Artists crazy about aluminium
Aluminium inspires artists to realize crazy ideas. Here are two examples of how useful the brilliantly varied properties of aluminium can be.
Aluminium alloys are better than other metals in areas such as mechanical stability and thermal management, as well as weight. This is important for use in scores of industrial applications.
Artists also have found the metal quite useful in their world, the world of art.
American artist Jeff Koons took 20 years to complete Play-Doh, his sculpture which looks like a 10-foot-tall pile of colorful and soft clay. It is actually aluminium.
Koons assembled Play-Doh with 27 interlocking sections of painted aluminium. Gravity basically joins the sections, with the weight of each colored section pressing down on the one below.
Can you imagine turning aluminium into such a convincing model of soft clay?

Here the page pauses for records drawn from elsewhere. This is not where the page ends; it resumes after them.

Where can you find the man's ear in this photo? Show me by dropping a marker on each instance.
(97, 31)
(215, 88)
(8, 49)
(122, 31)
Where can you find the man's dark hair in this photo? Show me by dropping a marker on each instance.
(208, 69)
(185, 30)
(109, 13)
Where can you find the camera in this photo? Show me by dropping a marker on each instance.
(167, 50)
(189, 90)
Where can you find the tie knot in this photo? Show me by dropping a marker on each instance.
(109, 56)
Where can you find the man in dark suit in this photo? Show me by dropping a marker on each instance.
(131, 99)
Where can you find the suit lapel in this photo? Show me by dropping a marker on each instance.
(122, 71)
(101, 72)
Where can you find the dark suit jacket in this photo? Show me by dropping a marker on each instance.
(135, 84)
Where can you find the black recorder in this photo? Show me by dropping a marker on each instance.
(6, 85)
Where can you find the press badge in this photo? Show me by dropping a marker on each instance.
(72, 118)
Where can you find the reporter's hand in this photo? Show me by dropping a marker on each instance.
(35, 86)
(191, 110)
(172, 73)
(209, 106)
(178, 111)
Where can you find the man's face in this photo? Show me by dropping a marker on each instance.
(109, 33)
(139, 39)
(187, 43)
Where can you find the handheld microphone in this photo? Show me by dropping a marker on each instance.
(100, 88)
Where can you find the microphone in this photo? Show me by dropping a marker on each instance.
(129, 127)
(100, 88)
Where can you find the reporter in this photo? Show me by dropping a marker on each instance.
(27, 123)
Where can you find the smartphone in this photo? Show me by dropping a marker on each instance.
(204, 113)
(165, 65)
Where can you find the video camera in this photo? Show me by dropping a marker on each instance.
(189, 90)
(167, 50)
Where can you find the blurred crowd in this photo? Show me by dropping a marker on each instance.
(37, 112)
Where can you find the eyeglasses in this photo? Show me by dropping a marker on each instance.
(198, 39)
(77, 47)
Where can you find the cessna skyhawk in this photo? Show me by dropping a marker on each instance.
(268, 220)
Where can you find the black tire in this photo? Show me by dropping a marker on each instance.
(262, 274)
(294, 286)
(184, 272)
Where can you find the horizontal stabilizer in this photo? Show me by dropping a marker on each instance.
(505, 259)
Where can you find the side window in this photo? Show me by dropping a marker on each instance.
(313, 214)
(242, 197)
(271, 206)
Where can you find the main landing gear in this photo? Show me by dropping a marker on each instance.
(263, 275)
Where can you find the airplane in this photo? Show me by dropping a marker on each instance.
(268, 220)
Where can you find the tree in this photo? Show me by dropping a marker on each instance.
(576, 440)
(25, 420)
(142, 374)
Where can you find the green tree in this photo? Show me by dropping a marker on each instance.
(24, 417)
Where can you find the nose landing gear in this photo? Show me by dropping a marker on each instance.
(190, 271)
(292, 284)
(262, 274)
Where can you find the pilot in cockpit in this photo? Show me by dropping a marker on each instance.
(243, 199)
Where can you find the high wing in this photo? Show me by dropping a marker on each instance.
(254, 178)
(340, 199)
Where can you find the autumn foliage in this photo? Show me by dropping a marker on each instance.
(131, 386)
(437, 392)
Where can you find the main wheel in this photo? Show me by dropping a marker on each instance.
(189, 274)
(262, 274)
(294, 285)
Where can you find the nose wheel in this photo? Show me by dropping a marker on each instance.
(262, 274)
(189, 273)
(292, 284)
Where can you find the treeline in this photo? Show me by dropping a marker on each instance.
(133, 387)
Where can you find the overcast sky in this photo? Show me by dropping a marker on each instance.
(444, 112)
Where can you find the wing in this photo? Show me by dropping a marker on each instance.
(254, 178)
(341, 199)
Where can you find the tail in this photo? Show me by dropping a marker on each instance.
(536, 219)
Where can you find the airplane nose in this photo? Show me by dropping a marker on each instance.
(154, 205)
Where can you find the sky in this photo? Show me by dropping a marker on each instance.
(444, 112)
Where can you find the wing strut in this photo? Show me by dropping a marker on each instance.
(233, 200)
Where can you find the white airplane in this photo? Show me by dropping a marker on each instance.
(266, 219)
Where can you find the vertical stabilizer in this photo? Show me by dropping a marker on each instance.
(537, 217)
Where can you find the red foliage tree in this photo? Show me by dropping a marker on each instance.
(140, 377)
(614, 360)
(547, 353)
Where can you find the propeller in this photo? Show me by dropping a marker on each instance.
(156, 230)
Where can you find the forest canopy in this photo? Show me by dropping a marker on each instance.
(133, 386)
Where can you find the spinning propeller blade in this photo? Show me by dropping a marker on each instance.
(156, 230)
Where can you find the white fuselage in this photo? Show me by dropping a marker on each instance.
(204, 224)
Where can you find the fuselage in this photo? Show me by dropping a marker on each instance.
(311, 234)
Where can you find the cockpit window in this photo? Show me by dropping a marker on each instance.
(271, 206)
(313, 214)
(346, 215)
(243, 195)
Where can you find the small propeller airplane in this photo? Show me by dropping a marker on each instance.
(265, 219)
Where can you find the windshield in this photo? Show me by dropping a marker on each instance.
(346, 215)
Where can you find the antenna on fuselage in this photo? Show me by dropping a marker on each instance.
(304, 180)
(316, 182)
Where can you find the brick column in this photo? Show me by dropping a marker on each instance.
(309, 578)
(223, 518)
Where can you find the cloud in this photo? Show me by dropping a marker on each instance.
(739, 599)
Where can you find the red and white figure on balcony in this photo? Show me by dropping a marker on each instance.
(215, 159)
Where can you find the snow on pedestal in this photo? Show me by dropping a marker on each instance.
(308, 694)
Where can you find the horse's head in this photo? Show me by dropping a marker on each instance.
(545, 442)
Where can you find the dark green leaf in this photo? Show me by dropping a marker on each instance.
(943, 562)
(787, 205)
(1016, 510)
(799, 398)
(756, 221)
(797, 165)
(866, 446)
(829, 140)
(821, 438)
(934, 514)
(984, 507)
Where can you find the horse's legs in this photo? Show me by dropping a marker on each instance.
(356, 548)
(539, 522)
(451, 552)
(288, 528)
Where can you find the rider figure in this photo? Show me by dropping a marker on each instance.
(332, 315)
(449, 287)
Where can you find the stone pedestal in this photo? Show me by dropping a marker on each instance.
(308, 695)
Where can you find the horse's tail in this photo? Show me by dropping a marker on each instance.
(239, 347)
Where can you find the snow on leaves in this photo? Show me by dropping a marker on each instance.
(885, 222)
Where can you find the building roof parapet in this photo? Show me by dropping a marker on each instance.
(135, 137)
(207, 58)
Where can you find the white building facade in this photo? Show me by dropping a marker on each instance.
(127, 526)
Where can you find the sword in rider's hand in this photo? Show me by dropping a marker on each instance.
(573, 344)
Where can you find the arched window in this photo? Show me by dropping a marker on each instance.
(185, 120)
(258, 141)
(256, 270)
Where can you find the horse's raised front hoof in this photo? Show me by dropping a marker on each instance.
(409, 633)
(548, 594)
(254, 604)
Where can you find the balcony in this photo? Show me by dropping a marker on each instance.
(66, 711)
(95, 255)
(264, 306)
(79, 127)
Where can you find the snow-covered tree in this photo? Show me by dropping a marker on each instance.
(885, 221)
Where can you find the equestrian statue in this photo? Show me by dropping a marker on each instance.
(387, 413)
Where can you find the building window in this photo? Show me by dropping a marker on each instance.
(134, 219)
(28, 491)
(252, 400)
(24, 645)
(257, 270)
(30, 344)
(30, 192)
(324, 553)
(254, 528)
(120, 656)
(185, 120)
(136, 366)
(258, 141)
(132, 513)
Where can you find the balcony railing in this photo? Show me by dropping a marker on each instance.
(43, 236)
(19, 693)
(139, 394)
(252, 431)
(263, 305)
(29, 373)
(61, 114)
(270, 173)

Aluminium recreates nature in Nebraska sculpture
Another American artist, Ed Carpenter, uses aluminium in his work. He chose to use aluminium in his 45-foot-tall “Harvest” sculpture in Lincoln, Nebraska, because it is light and rigid and non-corrosive.
What he needed was a lightweight and durable way to attach the glass in the sculpture to the cables. Using the extrusion process, his supplier manufactured a complex cross section to attach the glass to the aluminium and to accept set screws to grip the cables.
Harvest is adding life to the city space in Lincoln. The sculpture is dazzling in daylight and nice at night. Its form suggests a sheaf of wheat, symbolizing the bountifulness of this agricultural region.